Следственная тактика – неизменный спутник любого, кто решается ступить на тропу распутывания клубка, уводящего в лабиринт. Без понимания необходимости тактики в таком лабиринте делать нечего. Начало распутывания сложной системы резко отрицательных человеческих отношений, именуемых «преступлением», начинается не в тот момент, когда следователю становится ясна картина происшествия: на заднем сиденье джипа раздается выстрел пистолета, и на приборную панель брызжут мозги народного избранника...
Почему окружная прокуратура сообщила об убийстве в прокуратуру Генеральную? – вот основной вопрос, которым должен задаться следователь, подъезжающий к месту преступления.
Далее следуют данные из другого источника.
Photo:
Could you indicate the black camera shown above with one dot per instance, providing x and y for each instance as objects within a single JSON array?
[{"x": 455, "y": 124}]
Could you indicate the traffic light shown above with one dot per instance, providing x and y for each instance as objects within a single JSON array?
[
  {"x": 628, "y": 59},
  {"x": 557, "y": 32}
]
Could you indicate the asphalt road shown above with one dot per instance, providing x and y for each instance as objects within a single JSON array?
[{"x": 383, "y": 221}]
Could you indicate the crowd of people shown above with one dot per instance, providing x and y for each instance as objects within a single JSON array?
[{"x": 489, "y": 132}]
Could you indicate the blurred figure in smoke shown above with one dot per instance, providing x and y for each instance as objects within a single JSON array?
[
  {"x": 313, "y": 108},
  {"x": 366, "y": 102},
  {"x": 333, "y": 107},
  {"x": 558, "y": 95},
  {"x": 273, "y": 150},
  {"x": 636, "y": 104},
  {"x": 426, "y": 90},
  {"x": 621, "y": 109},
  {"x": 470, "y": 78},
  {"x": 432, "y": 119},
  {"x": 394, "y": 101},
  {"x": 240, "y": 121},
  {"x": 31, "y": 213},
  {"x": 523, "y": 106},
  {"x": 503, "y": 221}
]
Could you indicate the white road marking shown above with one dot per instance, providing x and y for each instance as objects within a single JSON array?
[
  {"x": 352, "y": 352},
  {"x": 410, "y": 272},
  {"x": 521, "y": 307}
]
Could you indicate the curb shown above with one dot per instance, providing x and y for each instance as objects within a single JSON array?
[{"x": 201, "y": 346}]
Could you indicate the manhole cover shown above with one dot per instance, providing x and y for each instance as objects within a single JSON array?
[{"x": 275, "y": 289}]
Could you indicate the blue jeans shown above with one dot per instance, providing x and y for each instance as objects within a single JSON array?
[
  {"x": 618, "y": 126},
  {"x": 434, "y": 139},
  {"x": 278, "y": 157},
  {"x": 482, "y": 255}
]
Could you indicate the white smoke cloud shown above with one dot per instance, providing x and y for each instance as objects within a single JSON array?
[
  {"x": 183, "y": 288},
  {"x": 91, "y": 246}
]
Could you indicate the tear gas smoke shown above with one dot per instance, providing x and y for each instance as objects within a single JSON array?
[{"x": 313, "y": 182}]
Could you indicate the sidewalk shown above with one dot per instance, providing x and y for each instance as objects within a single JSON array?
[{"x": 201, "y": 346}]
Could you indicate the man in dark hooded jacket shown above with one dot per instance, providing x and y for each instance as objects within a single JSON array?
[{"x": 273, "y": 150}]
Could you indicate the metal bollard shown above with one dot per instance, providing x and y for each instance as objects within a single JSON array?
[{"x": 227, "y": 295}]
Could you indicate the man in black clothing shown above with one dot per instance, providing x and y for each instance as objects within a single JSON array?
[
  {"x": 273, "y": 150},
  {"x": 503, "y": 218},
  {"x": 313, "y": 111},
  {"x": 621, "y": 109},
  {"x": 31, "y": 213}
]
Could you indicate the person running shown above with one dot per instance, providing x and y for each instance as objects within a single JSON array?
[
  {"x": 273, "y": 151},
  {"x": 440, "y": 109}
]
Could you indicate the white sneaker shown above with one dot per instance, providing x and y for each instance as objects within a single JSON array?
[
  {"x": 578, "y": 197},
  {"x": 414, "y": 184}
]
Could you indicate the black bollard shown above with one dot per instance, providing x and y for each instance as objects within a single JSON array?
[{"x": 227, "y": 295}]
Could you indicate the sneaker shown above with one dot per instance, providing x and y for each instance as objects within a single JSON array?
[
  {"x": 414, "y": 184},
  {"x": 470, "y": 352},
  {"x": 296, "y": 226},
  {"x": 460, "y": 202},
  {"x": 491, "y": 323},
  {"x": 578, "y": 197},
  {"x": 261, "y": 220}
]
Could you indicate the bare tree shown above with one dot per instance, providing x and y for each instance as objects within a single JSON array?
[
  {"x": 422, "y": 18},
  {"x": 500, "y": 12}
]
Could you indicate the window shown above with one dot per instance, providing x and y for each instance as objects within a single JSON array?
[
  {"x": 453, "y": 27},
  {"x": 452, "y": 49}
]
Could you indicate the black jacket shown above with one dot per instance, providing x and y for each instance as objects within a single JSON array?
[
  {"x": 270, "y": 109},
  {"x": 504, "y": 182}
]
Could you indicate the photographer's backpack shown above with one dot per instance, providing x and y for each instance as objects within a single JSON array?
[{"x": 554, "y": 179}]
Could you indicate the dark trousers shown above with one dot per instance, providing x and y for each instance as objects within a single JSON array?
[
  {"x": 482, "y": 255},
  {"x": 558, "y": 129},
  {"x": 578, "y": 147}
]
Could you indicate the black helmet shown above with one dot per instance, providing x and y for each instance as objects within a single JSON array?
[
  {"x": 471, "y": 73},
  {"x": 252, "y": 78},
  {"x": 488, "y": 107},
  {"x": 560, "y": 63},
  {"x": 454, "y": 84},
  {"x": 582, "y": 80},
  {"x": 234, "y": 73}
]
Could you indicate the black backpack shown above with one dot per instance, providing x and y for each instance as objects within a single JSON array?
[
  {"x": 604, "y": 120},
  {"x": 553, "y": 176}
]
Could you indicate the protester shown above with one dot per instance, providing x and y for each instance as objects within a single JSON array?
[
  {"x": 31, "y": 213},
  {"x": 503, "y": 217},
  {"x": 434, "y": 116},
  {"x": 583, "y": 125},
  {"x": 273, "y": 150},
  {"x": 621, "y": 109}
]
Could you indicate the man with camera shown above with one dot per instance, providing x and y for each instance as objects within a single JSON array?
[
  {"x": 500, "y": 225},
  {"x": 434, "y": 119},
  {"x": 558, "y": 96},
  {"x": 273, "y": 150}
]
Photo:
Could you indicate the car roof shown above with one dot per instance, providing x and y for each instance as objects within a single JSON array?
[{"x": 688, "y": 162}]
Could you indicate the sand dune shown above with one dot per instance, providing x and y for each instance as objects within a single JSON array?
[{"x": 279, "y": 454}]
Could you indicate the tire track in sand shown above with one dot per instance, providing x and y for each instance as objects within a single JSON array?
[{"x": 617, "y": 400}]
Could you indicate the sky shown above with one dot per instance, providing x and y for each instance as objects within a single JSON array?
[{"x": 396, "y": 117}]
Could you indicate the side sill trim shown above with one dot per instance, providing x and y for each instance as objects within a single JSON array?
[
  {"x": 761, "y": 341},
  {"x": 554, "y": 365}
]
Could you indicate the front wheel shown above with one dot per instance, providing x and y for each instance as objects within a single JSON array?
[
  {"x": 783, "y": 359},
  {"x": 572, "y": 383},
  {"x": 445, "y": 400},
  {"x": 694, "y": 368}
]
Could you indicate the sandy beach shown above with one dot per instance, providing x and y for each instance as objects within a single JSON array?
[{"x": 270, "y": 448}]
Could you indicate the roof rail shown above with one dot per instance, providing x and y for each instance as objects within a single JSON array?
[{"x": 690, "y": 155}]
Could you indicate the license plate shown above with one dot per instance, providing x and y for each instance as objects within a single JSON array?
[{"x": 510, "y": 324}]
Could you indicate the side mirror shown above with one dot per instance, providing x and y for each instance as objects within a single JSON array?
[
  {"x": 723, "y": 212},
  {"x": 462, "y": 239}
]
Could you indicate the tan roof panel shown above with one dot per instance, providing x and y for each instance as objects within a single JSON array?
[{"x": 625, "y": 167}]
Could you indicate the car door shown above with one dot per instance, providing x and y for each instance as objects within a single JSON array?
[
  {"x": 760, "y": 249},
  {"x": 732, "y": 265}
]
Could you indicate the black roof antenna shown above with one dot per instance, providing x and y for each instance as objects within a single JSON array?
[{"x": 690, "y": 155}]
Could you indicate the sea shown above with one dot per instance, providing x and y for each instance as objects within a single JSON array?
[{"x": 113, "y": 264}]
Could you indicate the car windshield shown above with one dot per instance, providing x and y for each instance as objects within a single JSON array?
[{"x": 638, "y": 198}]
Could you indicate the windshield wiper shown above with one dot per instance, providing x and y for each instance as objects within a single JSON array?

Ответ: потому что убит депутат Государственной думы. Потому что убийство депутатов всегда носит более серьезный подтекст, нежели банальная «мокруха», сотворенная над «вором в законе». Депутата убивают в двух случаях: а) он сделал все возможное, чтобы кто-то заработал очень мало денег или не заработал вовсе, и противной стороной это воспринято реально; б) кто-то решил, что нужно депутата остановить, пока он не заработал все, и это тоже для противной стороны очевидно.
Кто-то скромно назвал палату «нижней», и не всем понятно, с чем это связано. Нижняя, потому что внизу, с людьми, делает все для людей и ориентируется на их нужды? Или она нижняя, потому что выше некуда – над ней лишь Господь?